Граф Шабельский сидел в своей комнате, перебирал старые фотографии. Париж. 1860-е. Улицы, залитые солнцем. Мосты, отражающиеся в Сене. И она. Его жена. Молодая, в светлом платье, смеётся, откидывая голову. «Если выиграю, поеду на могилу», — шептал он. Но выигрыша не было. Были лишь долги, нахлебничество, чужие столы, чужие разговоры, чужая жизнь, в которой он был тенью.
Он закрыл альбом. Посидел в тишине. Потом взял перо, написал короткую записку: «Матвей Семенович просит прощения за беспокойство. Если можно, пришлите двести рублей. На могилу. В Париж. Не для себя. Для неё». Запечатал. Отдал слуге. Знал, что ответа не будет. Но написал. Потому что иногда письмо — это не просьба. Это прощание.

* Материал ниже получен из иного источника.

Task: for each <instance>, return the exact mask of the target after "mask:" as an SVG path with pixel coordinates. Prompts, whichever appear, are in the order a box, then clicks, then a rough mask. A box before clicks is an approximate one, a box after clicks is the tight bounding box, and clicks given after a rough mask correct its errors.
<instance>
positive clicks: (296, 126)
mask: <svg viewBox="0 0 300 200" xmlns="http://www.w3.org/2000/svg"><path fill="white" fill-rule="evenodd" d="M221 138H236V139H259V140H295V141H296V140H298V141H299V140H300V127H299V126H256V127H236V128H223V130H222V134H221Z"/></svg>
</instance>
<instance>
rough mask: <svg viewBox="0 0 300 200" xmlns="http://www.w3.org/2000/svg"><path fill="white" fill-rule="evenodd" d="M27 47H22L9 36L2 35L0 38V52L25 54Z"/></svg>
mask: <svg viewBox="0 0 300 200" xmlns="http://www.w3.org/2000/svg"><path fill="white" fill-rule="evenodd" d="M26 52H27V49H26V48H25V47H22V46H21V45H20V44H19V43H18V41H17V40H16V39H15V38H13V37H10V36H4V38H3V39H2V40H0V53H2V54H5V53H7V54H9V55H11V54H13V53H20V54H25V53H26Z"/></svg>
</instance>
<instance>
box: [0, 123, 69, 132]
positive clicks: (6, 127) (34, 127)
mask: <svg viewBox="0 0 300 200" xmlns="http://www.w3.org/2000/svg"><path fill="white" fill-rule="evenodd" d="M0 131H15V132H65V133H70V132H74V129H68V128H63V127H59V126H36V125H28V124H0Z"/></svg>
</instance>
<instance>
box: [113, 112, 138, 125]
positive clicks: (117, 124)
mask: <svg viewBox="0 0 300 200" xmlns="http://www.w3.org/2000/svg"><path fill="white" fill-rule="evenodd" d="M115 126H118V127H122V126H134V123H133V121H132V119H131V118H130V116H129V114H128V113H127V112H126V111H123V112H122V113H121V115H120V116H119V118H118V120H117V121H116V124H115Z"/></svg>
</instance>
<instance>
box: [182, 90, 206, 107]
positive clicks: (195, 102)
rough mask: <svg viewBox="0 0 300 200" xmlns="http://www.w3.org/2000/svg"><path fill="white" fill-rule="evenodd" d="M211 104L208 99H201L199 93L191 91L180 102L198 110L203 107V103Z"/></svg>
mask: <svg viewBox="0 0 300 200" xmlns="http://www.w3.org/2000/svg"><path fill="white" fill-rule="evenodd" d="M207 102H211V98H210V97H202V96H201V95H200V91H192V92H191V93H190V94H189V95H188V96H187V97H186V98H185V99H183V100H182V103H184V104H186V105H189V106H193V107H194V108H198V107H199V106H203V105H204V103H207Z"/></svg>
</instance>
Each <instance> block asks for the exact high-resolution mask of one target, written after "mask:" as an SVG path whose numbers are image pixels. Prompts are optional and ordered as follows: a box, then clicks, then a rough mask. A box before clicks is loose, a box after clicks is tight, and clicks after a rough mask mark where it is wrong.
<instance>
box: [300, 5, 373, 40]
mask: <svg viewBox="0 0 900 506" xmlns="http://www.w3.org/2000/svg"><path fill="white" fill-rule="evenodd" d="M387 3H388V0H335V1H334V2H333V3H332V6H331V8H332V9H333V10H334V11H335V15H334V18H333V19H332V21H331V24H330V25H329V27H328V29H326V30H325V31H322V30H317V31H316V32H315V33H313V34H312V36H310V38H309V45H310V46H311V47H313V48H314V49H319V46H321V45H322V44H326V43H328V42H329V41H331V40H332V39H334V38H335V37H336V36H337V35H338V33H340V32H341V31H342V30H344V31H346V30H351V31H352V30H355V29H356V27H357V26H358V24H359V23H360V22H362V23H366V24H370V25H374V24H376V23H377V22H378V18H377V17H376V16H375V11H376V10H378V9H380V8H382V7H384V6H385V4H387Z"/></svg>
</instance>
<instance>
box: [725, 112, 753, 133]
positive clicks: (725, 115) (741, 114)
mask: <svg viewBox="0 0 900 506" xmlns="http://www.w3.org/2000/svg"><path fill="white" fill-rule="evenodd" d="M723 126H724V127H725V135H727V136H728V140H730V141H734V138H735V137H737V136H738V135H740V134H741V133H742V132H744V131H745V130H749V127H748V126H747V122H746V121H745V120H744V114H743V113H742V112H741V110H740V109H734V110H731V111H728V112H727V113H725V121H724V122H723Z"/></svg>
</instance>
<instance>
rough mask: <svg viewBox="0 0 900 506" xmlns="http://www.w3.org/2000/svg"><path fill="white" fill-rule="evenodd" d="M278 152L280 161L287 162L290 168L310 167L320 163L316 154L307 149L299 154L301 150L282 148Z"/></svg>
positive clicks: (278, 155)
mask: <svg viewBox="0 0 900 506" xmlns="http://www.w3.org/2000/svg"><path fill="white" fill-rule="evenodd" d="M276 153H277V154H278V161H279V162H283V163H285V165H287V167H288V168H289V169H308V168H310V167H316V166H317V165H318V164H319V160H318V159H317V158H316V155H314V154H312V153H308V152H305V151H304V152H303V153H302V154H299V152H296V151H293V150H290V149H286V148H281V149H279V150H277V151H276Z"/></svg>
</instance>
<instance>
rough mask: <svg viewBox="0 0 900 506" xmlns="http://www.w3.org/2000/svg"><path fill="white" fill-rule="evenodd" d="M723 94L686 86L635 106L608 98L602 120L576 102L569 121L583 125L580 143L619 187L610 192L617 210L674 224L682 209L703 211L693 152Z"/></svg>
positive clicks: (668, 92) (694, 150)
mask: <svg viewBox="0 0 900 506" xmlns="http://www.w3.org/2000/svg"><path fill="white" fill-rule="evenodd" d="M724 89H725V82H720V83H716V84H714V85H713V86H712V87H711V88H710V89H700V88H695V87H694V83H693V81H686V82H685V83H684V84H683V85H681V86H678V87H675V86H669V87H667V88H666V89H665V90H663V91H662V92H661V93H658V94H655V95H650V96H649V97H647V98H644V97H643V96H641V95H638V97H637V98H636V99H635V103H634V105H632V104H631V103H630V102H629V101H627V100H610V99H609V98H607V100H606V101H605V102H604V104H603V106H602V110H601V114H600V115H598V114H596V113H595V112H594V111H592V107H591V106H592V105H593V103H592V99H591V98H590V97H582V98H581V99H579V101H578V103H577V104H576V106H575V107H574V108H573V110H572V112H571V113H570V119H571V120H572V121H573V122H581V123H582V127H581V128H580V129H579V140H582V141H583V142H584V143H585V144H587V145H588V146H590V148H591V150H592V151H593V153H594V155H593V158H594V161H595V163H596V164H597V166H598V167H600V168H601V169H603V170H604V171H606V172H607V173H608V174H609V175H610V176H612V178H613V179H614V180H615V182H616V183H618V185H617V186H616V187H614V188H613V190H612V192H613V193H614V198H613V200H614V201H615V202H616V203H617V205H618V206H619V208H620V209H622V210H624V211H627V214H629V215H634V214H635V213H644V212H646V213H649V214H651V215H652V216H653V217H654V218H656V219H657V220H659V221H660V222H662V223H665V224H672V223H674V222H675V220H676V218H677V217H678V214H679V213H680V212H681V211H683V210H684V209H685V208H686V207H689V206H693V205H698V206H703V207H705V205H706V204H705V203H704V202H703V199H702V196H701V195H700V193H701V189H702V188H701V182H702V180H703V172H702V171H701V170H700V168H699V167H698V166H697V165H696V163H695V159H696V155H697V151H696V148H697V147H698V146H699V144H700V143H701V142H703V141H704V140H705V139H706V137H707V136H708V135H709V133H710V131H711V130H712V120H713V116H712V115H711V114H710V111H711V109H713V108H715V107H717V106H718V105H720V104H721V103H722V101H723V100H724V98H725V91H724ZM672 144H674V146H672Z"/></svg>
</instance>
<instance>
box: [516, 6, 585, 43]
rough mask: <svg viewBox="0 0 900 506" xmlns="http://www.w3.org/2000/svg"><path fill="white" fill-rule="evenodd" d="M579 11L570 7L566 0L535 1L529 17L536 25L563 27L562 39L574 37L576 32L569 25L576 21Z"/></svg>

…Боркин не унимался. Он ездил по уезду, торговал лесом, уговаривал мужиков подписывать договора, шептался с подрядчиками, строил схемы, которые разбивались о реальность, как волны о камни. Но он не сдавался. Для него жизнь была не трагедией, а задачей. Не вопросом смысла, а вопросом выживания.
«Две тысячи триста — и через неделю двадцать», — повторял он, как молитву. И верил. Потому что верить в схему легче, чем смотреть в глаза пустоте.
Он заезжал к Ивановым, заставал тишину, слышал кашель за стеной, видел бледное лицо хозяина, кивал, уезжал. Не осуждал. Не жалел. Просто фиксировал факты. «Надорвался. Потянет ещё месяц, два. Потом либо Крым, либо конец. А векселя Лебедеву? Протестует. Значит, Саша без приданого. Значит, свадьба под вопросом. Значит, граф женится на Бабакиной. Значит, я при деле».
Он не был злодеем. Он был продуктом эпохи, где выживание требовало цинизма, а выживание без цинизма требовало смерти.
…Октябрь наступил резко. Листья облетели, оголив ветки, которые торчали, как рёбра. Сова кричала каждую ночь. Не громко. Не зловеще. Просто напоминала, что время идёт. Что ночь сменяет день. Что тишина — это не отсутствие звука. Это присутствие того, что не сказано.
Анна Петровна лежала. Дышала ровно, но поверхностно. Глаза были открыты. Смотрела в потолок. Не молилась. Не плакала. Просто была. В этой тишине, в этой неподвижности, в этом ожидании, которое уже не было страхом, а стало привычкой, она нашла покой. Не счастье. Не облегчение. Но покой.
«Цветы повторяются каждую весну», — вспомнила она. И добавила мысленно: «А мы — нет. И это не трагедия. Это закон».
В кабинете Иванов сидел за столом. Перед ним — письмо Саши. Рядом — вексель Лебедеву. За стеной — тишина. Он закрыл глаза. Не думал о будущем. Не винил прошлое. Просто чувствовал вес. Вес тела. Вес воздуха. Вес времени.
И в этой тишине, перед бурей, которая ещё не разразилась, но уже дышала в затылок, он понял: откладывать больше нечего. Но и двигаться некуда.
Где-то вдали ухнула сова. Один раз. Потом ещё.
Дождь стучал по стеклу. Капли стекали. Дороги размывало. Векселя ждали. Письма лежали без марок.
И всё шло своим чередом. Медленно. Неотвратимо. Как вода, набирающаяся в подвале.
Часть IV. Последний тупик
Глава 25. Год спустя
Прошёл год. Осень сменилась ранней, студёной зимой, и уезд погрузился в серую, неподвижную дымку. В доме Лебедевых царила суета, но суета эта была какой-то натянутой, словно комнаты готовили не к празднику, а к торжественному, но неизбежному обряду. На стенах висели гирлянды из искусственных роз, на пианино лежали нераскрытые ноты, на столах — серебро в белых чехлах. Пахло воском, ладаном и почему-то мокрой шерстью. Воздух был тяжёлым, пропитанным ожиданием того, что уже не радовало, а лишь давило.